From f7b41e437a2b9a1a8f51e59e24d0979480db66ad Mon Sep 17 00:00:00 2001
From: guillaume-peoch-sonarsource <guillaume.peoch@sonarsource.com>
Date: Mon, 18 Dec 2023 11:26:10 +0100
Subject: [PATCH] SONAR-21247 Add button to trigger the sync

---
 .../auth/bitbucket/BitbucketSettings.java     |  2 +-
 .../org/sonar/auth/github/GitHubSettings.java |  2 +-
 .../org/sonar/auth/gitlab/GitLabSettings.java | 10 +--
 .../src/main/js/api/gitlab-provisioning.ts    |  4 ++
 .../GitLabAuthenticationTab.tsx               | 64 +++++++++----------
 .../main/js/helpers/mocks/definitions-list.ts | 10 +--
 .../src/main/js/queries/group-memberships.ts  |  2 -
 .../js/queries/identity-provider/gitlab.ts    | 23 ++++++-
 server/sonar-web/src/main/js/queries/users.ts |  1 -
 .../resources/org/sonar/l10n/core.properties  | 13 ++--
 10 files changed, 78 insertions(+), 53 deletions(-)

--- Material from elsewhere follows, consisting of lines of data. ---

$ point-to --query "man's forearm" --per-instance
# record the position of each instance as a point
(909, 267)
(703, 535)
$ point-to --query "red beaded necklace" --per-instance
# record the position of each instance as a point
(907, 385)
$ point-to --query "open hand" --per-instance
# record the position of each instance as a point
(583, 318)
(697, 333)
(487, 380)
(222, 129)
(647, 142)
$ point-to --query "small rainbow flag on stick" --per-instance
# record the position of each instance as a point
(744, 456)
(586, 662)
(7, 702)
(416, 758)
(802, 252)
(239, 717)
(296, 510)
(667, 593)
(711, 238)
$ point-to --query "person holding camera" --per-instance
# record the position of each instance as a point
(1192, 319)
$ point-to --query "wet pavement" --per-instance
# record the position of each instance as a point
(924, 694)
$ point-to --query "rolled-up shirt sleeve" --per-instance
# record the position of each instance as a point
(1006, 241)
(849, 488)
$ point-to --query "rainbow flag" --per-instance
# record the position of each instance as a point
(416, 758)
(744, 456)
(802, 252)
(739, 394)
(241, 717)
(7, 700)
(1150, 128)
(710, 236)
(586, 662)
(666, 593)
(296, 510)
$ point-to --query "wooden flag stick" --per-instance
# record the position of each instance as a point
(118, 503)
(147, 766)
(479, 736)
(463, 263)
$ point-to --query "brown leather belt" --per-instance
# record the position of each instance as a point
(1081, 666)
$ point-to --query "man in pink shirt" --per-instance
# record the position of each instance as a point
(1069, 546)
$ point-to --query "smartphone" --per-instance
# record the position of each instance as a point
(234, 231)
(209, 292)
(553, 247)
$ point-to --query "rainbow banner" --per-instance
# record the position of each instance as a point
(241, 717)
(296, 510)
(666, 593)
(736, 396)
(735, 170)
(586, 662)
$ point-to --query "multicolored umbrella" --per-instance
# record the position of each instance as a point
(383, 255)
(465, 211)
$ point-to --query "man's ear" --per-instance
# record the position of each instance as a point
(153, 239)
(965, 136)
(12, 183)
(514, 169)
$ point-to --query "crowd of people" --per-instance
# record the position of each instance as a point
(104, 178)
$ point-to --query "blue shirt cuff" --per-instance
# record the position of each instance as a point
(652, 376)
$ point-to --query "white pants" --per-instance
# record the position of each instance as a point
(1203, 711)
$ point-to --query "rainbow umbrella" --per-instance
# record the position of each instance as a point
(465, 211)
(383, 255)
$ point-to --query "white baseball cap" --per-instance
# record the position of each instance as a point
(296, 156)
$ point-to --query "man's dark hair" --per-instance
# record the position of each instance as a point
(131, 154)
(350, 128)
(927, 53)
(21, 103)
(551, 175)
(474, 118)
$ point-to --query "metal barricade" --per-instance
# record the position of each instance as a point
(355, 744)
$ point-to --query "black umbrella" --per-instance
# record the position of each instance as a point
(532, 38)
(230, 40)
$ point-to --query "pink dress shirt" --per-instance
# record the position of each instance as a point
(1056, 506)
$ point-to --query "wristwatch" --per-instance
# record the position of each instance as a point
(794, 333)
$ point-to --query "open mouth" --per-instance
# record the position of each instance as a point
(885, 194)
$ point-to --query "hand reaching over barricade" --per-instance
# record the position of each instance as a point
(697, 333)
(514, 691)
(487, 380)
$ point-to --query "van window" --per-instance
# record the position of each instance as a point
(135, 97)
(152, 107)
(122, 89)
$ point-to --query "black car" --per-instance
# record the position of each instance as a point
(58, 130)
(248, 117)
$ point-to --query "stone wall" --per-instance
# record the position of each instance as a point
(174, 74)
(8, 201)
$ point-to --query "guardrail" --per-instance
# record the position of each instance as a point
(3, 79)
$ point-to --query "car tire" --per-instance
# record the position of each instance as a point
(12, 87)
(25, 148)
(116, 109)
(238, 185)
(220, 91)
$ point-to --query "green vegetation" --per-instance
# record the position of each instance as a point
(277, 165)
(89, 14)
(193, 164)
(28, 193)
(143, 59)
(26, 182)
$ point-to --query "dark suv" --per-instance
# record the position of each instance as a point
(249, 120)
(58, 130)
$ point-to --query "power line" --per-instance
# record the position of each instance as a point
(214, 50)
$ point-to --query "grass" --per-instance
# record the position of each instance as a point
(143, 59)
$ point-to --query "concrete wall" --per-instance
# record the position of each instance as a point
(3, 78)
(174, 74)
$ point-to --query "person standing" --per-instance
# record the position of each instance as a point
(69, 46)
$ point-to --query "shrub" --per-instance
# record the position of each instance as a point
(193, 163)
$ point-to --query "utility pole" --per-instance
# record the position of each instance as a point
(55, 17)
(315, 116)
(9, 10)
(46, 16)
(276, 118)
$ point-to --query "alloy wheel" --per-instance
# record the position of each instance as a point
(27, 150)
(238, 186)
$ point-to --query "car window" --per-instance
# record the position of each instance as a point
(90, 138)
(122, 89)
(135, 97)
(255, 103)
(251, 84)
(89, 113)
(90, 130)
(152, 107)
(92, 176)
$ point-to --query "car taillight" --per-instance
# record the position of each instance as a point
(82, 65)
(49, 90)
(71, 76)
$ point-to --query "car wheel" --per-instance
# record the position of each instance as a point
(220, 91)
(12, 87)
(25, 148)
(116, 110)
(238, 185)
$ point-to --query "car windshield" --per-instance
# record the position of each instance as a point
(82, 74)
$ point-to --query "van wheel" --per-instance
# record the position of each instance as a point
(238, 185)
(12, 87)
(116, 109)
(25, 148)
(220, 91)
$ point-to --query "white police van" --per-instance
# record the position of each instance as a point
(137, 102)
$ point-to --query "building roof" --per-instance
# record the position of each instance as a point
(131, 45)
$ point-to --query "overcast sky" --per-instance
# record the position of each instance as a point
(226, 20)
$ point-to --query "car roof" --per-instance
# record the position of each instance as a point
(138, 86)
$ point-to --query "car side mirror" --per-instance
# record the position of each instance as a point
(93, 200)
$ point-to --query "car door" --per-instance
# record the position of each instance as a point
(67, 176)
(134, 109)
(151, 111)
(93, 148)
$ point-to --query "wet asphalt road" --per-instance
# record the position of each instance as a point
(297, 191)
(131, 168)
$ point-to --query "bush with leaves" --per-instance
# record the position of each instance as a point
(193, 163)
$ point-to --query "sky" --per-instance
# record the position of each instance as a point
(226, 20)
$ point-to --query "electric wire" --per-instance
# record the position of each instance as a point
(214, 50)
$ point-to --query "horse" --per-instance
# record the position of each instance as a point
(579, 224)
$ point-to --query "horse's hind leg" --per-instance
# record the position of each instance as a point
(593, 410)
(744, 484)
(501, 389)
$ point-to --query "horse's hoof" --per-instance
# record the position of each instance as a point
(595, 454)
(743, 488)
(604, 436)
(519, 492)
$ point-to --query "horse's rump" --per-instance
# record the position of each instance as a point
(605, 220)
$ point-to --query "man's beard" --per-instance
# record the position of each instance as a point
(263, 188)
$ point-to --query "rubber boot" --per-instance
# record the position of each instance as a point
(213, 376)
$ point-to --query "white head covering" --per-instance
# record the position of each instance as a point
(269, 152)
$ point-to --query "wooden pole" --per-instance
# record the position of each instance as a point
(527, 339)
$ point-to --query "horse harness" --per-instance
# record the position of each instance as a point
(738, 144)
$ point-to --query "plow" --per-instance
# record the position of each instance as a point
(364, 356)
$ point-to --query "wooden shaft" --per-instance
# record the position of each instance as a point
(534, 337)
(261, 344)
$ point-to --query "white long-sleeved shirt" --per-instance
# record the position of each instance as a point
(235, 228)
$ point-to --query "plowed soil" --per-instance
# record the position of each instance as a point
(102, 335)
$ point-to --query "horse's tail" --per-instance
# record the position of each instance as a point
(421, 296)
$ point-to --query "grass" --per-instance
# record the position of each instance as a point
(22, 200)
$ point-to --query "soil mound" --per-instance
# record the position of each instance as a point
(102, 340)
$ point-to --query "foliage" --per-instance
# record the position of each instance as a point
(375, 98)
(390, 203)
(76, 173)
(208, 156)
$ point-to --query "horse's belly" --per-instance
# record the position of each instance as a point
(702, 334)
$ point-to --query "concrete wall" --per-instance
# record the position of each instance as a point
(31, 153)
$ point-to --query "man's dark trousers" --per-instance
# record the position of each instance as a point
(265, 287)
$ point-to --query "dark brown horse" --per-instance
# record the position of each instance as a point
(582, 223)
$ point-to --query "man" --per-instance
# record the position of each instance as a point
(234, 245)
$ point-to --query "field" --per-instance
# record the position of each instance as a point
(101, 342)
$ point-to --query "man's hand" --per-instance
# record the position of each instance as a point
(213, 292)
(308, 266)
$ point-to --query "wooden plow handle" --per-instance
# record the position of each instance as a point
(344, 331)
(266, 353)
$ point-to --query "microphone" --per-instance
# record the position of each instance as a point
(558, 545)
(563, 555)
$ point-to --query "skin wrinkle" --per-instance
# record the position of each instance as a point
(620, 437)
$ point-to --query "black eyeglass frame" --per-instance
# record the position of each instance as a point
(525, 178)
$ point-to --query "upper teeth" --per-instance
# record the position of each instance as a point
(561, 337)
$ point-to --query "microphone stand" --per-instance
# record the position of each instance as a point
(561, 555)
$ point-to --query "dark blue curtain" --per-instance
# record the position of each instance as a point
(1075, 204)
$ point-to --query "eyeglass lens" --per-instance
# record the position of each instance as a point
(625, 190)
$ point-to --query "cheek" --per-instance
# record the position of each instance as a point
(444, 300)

diff --git a/server/sonar-auth-bitbucket/src/main/java/org/sonar/auth/bitbucket/BitbucketSettings.java b/server/sonar-auth-bitbucket/src/main/java/org/sonar/auth/bitbucket/BitbucketSettings.java
index 7c7ed7675b3..3568e070be6 100755
--- a/server/sonar-auth-bitbucket/src/main/java/org/sonar/auth/bitbucket/BitbucketSettings.java
+++ b/server/sonar-auth-bitbucket/src/main/java/org/sonar/auth/bitbucket/BitbucketSettings.java
@@ -105,7 +105,7 @@ public class BitbucketSettings {
         .build(),
       PropertyDefinition.builder(ALLOW_USERS_TO_SIGN_UP)
         .name("Allow users to sign up")
-        .description("Allow new users to authenticate. When set to 'false', only existing users will be able to authenticate.")
+        .description("Allow new users to authenticate. When set to disabled, only existing users will be able to authenticate.")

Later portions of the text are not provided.